Since this is opening in limited release in the US today, I figure it deserves a thread.
A trailer that has the premise an not much more:
You really shouldn’t know more than it shows going in.
It’s a bit shaggy, but I liked it a lot. And even if you don’t like it (and given that it’s a magical realist kaiju movie, I expect there’s people it will annoy), you probably haven’t seen much like it.
I watched this last weekend. I liked it! Spoilers below.
It’s a surprising movie – I thought I had pegged it correctly as a comedy that would ultimately reveal the monster as a metaphor for Anne Hathaway’s alcoholism. But once the second monster shows up, it becomes something very different. The slow reveal of Jason Sudekis as a Bad Dude is uncomfortable to watch, but I like that it subverted my expectation that he would be playing a normal Jason Sudekis role.

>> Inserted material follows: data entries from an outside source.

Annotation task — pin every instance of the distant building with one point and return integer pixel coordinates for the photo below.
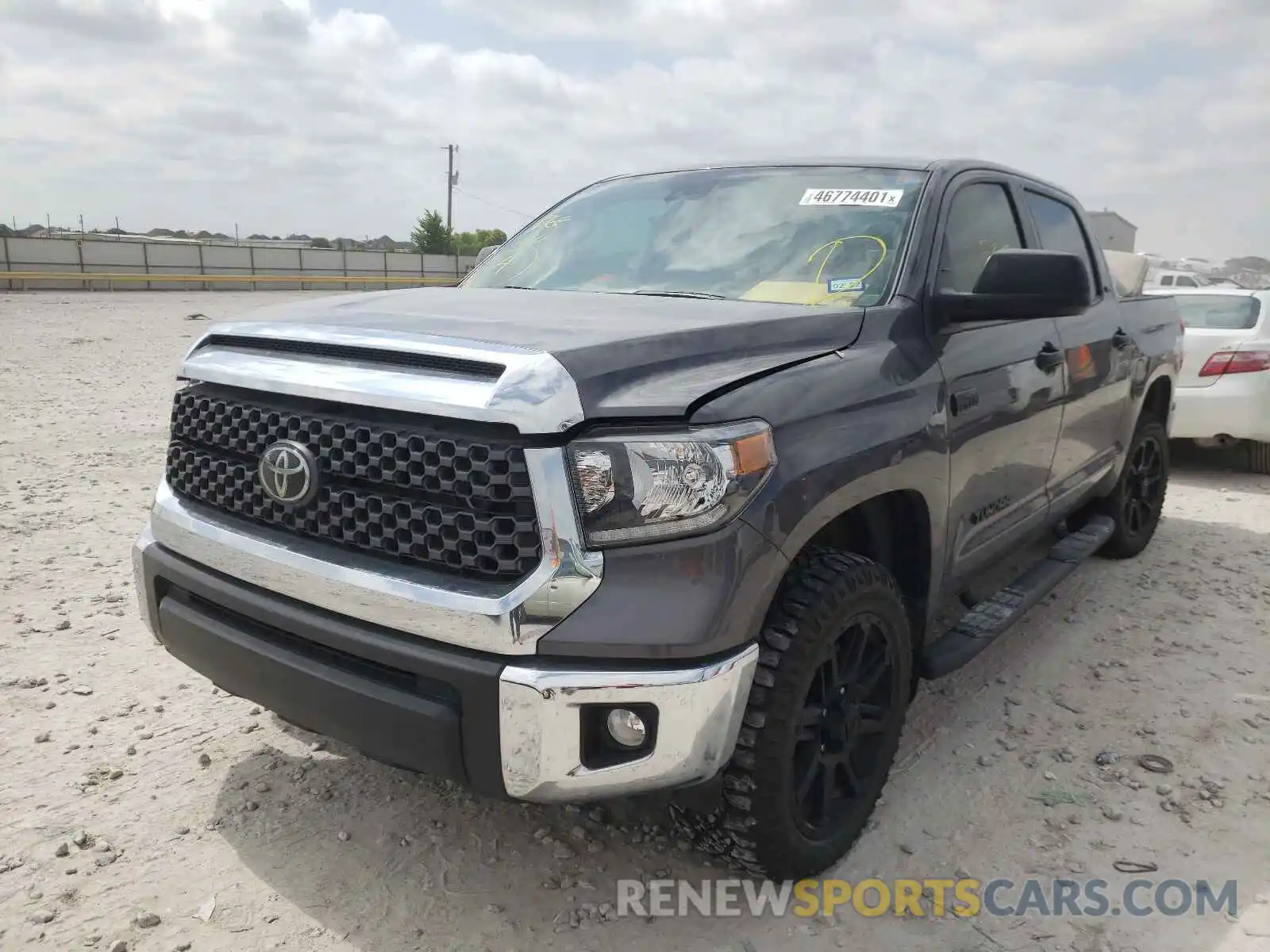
(1113, 232)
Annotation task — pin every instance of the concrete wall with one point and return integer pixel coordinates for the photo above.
(95, 257)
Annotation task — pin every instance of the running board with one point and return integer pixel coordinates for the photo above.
(981, 626)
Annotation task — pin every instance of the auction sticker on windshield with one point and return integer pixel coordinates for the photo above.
(873, 197)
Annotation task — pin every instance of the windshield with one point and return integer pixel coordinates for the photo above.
(798, 235)
(1218, 311)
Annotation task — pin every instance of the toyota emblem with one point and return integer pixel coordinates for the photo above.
(289, 473)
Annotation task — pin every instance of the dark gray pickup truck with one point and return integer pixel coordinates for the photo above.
(667, 494)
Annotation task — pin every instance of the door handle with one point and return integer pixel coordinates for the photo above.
(1049, 357)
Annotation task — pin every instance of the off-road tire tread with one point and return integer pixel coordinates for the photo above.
(1259, 457)
(818, 582)
(1119, 546)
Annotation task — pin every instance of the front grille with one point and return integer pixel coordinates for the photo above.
(394, 486)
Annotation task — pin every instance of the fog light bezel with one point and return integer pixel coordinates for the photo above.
(597, 746)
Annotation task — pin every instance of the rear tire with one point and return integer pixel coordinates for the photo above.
(1259, 457)
(822, 725)
(1138, 499)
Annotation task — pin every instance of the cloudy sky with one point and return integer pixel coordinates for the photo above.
(330, 116)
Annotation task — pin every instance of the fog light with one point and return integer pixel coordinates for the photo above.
(626, 727)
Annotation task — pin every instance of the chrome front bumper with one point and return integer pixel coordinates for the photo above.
(539, 708)
(700, 710)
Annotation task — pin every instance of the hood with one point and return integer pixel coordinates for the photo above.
(628, 355)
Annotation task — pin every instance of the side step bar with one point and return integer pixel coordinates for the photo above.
(981, 626)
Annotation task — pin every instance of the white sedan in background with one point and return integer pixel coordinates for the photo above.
(1223, 390)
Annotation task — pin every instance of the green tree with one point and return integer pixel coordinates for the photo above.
(431, 236)
(471, 241)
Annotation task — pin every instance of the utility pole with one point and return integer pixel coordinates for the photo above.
(451, 181)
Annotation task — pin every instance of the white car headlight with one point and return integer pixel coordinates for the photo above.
(645, 486)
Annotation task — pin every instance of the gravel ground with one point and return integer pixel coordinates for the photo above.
(141, 809)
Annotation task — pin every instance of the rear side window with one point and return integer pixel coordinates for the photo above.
(1060, 228)
(981, 222)
(1219, 311)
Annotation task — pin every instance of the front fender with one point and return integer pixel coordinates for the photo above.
(849, 427)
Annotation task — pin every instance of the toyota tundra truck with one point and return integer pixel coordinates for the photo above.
(668, 493)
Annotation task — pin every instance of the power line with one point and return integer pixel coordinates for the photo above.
(492, 205)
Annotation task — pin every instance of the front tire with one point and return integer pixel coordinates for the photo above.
(823, 720)
(1138, 499)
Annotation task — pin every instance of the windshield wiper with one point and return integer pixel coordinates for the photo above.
(700, 295)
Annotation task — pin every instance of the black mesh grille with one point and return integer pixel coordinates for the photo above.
(398, 489)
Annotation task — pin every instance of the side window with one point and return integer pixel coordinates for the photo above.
(981, 221)
(1060, 228)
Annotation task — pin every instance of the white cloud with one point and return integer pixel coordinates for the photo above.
(202, 113)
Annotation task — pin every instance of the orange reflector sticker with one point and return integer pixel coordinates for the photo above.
(752, 454)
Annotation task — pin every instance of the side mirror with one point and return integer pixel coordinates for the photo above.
(486, 253)
(1022, 285)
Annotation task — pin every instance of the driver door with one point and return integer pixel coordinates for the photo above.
(1003, 387)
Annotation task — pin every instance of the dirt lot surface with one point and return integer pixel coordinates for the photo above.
(141, 806)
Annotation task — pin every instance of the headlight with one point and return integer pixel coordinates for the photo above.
(641, 488)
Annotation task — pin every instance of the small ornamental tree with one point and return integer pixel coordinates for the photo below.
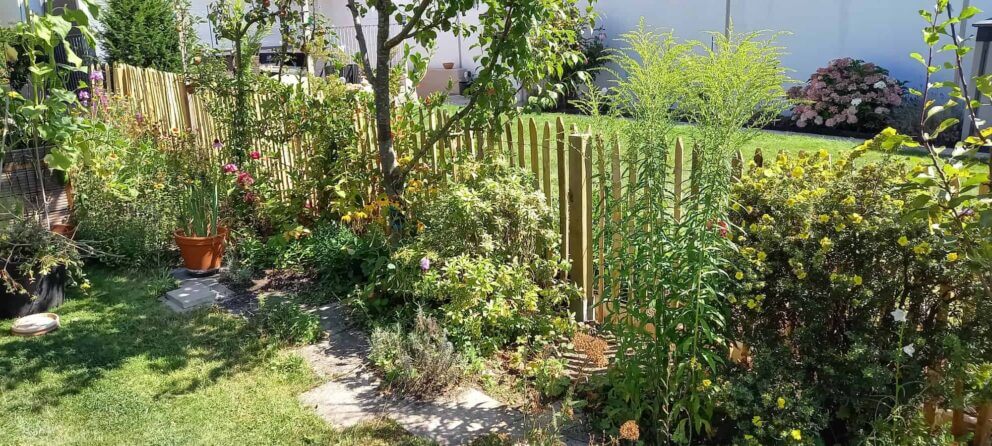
(522, 44)
(142, 33)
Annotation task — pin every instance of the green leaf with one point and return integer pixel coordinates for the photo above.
(71, 56)
(60, 25)
(969, 12)
(41, 70)
(58, 160)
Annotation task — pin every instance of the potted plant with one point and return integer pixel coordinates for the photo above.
(37, 266)
(201, 238)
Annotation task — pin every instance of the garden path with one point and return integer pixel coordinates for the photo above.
(352, 394)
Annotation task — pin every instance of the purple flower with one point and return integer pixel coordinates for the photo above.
(245, 179)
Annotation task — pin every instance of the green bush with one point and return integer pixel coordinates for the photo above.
(418, 362)
(282, 319)
(142, 33)
(477, 264)
(495, 212)
(824, 257)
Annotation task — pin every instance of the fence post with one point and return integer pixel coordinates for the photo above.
(562, 185)
(679, 181)
(580, 222)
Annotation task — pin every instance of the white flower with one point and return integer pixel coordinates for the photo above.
(909, 350)
(899, 315)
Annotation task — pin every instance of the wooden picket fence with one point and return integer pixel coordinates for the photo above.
(576, 170)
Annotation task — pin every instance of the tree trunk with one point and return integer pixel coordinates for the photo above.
(391, 175)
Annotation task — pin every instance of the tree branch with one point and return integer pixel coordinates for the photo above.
(418, 14)
(437, 135)
(363, 46)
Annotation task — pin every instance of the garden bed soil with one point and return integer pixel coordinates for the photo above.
(43, 294)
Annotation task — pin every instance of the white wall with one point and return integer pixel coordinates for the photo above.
(10, 12)
(880, 31)
(446, 50)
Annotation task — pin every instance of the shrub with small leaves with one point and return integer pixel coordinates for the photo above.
(848, 93)
(419, 361)
(823, 258)
(282, 319)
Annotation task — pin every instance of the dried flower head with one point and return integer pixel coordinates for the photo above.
(592, 347)
(630, 431)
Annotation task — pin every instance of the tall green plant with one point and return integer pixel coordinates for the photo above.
(201, 210)
(664, 283)
(143, 33)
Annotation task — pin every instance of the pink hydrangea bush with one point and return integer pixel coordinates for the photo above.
(847, 94)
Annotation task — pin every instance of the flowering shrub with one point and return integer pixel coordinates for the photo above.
(840, 300)
(477, 262)
(848, 93)
(126, 198)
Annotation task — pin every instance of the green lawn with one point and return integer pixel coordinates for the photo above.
(770, 142)
(123, 370)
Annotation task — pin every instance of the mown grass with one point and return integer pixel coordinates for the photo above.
(124, 370)
(770, 142)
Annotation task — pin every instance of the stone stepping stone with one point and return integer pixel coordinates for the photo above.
(195, 292)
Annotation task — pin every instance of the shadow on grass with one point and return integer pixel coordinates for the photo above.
(119, 321)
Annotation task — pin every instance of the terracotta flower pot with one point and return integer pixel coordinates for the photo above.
(202, 254)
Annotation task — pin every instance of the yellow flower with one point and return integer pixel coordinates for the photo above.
(630, 431)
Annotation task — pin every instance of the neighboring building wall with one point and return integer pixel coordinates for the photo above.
(880, 31)
(446, 50)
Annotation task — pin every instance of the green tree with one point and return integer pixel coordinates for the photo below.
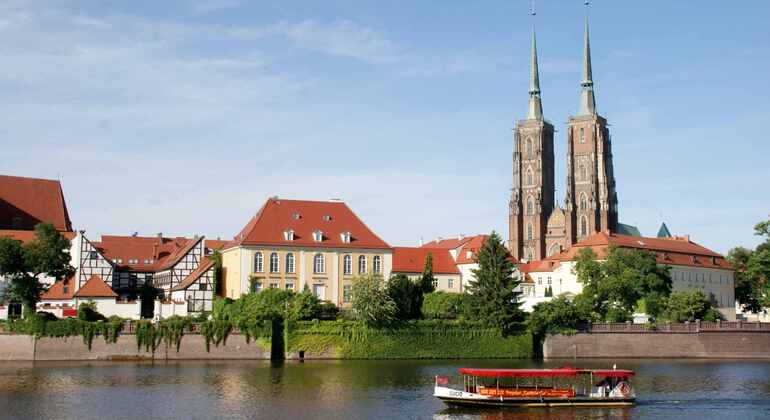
(557, 316)
(690, 305)
(443, 305)
(627, 278)
(24, 264)
(493, 298)
(407, 295)
(427, 278)
(371, 302)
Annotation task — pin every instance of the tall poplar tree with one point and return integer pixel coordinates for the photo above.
(493, 298)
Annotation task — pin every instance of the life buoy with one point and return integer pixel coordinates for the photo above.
(624, 388)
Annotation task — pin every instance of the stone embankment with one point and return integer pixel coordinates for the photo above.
(707, 340)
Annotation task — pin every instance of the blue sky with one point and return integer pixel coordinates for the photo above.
(182, 117)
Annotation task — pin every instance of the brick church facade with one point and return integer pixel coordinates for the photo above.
(538, 227)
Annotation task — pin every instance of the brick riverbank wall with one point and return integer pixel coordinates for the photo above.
(704, 344)
(193, 347)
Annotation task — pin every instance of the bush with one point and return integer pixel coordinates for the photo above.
(443, 305)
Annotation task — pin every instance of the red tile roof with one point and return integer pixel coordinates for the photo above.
(28, 235)
(56, 291)
(25, 202)
(205, 265)
(412, 260)
(332, 218)
(160, 253)
(670, 251)
(95, 287)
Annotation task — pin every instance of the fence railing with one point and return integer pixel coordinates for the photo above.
(669, 327)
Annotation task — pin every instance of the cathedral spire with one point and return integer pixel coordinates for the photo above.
(535, 111)
(587, 101)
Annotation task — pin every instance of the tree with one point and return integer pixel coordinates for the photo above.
(625, 280)
(443, 305)
(557, 316)
(407, 295)
(371, 302)
(24, 264)
(493, 297)
(690, 305)
(427, 279)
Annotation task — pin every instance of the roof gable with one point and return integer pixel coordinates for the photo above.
(302, 219)
(25, 202)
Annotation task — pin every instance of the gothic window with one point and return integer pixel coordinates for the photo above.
(362, 264)
(319, 264)
(274, 262)
(290, 262)
(258, 267)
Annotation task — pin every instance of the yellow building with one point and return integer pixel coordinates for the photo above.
(291, 244)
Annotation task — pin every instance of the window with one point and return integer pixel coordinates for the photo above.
(258, 267)
(362, 264)
(290, 262)
(319, 264)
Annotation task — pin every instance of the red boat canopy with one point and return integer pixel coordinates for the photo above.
(544, 373)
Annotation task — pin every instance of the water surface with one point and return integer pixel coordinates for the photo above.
(351, 390)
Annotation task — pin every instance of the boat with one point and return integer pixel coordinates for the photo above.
(563, 387)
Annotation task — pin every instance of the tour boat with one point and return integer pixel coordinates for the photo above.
(563, 387)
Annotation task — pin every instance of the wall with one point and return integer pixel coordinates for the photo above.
(711, 344)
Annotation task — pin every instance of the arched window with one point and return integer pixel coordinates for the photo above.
(362, 264)
(258, 264)
(290, 262)
(319, 264)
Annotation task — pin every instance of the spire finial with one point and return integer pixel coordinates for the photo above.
(535, 110)
(587, 100)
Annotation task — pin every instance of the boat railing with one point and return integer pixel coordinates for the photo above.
(673, 327)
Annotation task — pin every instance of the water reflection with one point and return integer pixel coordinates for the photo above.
(351, 389)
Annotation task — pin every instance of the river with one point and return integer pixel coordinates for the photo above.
(351, 390)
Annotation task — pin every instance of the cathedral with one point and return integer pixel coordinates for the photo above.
(538, 227)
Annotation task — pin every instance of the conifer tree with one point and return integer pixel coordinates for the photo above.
(493, 298)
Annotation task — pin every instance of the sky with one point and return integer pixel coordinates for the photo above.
(184, 116)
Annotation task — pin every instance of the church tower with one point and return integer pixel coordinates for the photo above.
(591, 204)
(532, 197)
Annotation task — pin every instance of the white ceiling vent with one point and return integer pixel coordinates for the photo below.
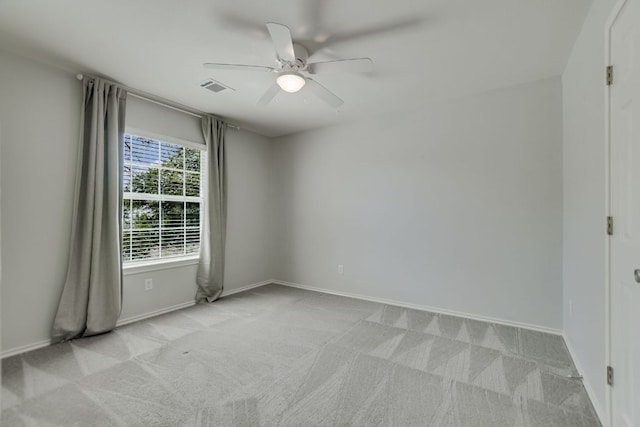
(215, 86)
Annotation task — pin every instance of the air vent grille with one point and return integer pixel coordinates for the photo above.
(214, 86)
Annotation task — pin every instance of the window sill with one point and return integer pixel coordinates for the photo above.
(146, 266)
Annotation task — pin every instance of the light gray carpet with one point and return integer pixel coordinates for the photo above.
(278, 356)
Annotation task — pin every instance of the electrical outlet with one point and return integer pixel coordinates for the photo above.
(570, 309)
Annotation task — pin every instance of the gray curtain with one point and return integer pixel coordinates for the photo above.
(92, 296)
(210, 275)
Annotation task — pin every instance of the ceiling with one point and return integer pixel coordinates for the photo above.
(423, 50)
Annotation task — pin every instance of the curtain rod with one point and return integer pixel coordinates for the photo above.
(158, 100)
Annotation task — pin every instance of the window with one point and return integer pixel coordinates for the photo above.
(162, 199)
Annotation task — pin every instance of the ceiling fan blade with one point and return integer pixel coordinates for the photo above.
(268, 95)
(281, 36)
(240, 67)
(324, 94)
(355, 65)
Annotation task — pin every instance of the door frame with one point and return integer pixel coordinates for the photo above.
(615, 12)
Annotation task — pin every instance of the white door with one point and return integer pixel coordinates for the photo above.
(625, 209)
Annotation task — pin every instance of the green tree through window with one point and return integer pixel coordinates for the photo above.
(161, 199)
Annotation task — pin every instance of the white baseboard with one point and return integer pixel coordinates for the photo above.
(597, 406)
(425, 308)
(25, 348)
(132, 319)
(226, 293)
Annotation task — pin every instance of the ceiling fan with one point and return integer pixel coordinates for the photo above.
(293, 69)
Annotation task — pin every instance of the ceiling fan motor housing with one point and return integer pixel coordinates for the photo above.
(301, 54)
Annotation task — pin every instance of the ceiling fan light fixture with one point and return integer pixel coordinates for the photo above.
(290, 81)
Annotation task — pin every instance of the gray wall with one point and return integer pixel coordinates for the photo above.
(39, 111)
(39, 115)
(584, 169)
(455, 206)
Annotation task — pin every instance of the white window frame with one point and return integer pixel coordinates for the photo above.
(154, 264)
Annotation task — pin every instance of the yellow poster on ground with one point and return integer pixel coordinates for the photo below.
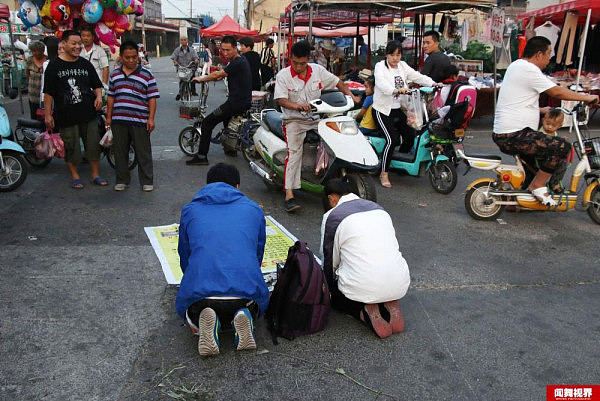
(164, 240)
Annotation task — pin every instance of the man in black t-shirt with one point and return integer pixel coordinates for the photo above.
(436, 61)
(253, 58)
(73, 86)
(240, 95)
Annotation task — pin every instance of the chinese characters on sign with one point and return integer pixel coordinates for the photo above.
(497, 27)
(572, 393)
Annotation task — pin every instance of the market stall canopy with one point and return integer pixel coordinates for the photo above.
(328, 18)
(4, 11)
(227, 26)
(556, 12)
(344, 32)
(399, 6)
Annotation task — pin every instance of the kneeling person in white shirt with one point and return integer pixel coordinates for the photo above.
(364, 267)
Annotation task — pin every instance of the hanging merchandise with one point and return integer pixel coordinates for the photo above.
(550, 32)
(530, 29)
(487, 31)
(108, 17)
(568, 33)
(464, 35)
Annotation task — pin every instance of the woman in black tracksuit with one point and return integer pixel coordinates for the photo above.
(392, 77)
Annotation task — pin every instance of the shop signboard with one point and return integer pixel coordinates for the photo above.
(497, 26)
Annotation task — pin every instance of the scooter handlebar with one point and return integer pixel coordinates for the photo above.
(321, 107)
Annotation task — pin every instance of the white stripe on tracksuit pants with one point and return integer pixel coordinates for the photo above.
(396, 131)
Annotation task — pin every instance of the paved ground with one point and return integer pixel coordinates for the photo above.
(495, 311)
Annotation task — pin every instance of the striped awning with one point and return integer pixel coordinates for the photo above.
(580, 6)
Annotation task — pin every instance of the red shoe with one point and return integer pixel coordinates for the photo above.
(396, 318)
(374, 319)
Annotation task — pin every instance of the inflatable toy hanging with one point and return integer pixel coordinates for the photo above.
(108, 17)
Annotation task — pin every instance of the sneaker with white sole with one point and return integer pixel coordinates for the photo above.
(243, 325)
(208, 332)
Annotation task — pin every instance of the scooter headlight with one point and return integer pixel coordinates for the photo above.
(343, 127)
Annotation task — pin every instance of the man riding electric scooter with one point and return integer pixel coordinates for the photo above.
(295, 87)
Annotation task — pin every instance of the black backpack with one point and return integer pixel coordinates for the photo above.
(300, 301)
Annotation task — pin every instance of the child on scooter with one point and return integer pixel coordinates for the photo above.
(367, 124)
(551, 122)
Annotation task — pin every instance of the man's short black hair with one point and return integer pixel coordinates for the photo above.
(222, 172)
(534, 45)
(392, 46)
(88, 28)
(434, 35)
(301, 49)
(247, 41)
(127, 44)
(449, 71)
(69, 32)
(229, 39)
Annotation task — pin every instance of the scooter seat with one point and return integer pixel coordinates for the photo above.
(273, 119)
(29, 123)
(274, 123)
(403, 157)
(484, 156)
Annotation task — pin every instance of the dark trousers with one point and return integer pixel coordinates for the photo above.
(123, 135)
(224, 308)
(347, 306)
(221, 114)
(551, 150)
(396, 132)
(33, 106)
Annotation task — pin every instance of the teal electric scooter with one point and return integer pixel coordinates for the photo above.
(430, 155)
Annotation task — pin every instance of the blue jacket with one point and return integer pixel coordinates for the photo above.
(221, 245)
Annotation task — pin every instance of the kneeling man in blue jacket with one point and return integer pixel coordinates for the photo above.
(221, 245)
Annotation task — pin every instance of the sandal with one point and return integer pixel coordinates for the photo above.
(542, 195)
(77, 183)
(100, 181)
(385, 180)
(372, 317)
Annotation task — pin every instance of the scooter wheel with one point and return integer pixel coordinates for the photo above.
(480, 205)
(34, 161)
(14, 172)
(594, 208)
(442, 176)
(189, 141)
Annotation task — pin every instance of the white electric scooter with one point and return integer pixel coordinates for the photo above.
(336, 149)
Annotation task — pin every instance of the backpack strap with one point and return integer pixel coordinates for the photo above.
(282, 285)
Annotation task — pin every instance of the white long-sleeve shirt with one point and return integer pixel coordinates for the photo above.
(366, 257)
(389, 79)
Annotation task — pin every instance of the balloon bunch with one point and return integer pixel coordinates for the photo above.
(110, 18)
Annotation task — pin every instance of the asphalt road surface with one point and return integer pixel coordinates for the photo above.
(496, 310)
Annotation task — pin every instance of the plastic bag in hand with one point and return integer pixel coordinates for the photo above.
(106, 140)
(58, 146)
(43, 146)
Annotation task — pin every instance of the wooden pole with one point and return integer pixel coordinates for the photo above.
(369, 43)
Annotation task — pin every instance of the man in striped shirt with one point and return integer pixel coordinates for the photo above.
(132, 94)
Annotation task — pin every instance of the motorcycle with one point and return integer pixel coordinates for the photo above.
(433, 154)
(335, 149)
(486, 198)
(189, 137)
(185, 75)
(13, 169)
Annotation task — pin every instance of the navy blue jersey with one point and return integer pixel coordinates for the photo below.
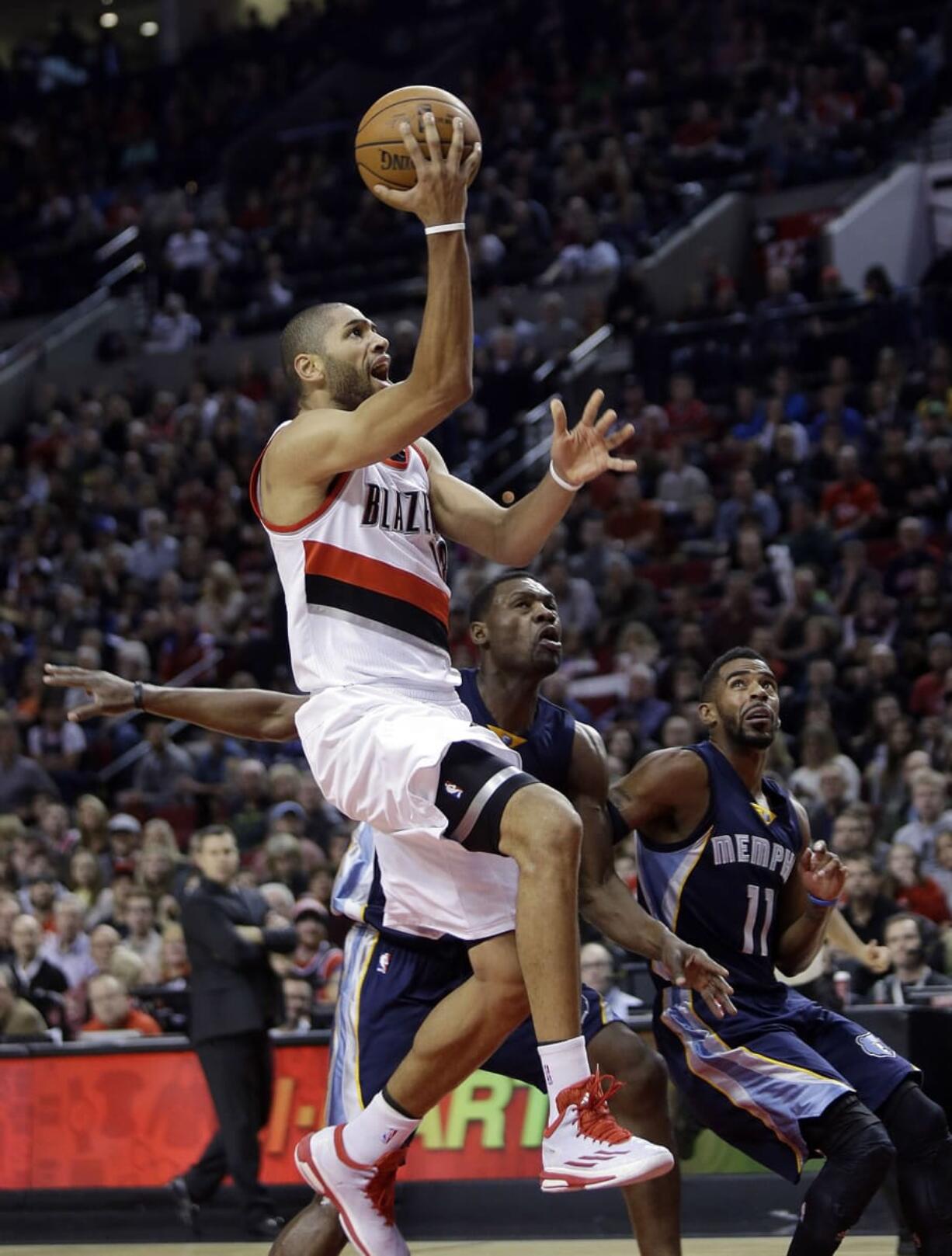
(545, 747)
(720, 889)
(545, 750)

I think it falls apart a little at the end. I’m not sure what purpose Dan Stevens served plot-wise when he shows up. And maybe it’s just me, but “self-loathing” seems like a really lame reason to do all the shit Jason Sudekis does, and it makes no sense as a conclusion based on what Anne Hathaway sees in her flashback. There’s no need to justify it – just let him be evil.
It’s also not very funny, although I don’t know how you market it as anything other than a comedy. “Black comedy” gets more butts in seats than Soren’s “Magical realist kaiju movie.” It’s actually pretty dark – there are a lot of peripheral deaths throughout the movie, and the climax involves a premeditated murder.
But overall, I liked it. It’s true that I haven’t seen anything like it before, so I enjoyed it for that alone, even if I thought it could be a lot tighter.
I enjoyed the movie and the premise was certainly interesting. I didn’t know anything about the movie so it was very interesting to try and figure out what kind of movie this was. Hathaway’s face in the last shot was very funny. I thought that the villain turn was a little out of the blue for the most part, but despite that I still liked the movie.
Just saw this. Not exactly my “best movie of 2017” material, but at least it subverted my expection of it being a comedy (spoiler: it isn’t). The slow reveal of a psychopath sounds about right (psychos generally are smart enough to not advertise to the world that they are psychos).
A gutwrenching story of an abusive relationship, great performance from Hathaway, a deftly handled turn, and a novel conceit that works surprisingly well. It’s not perfect, but I really liked it.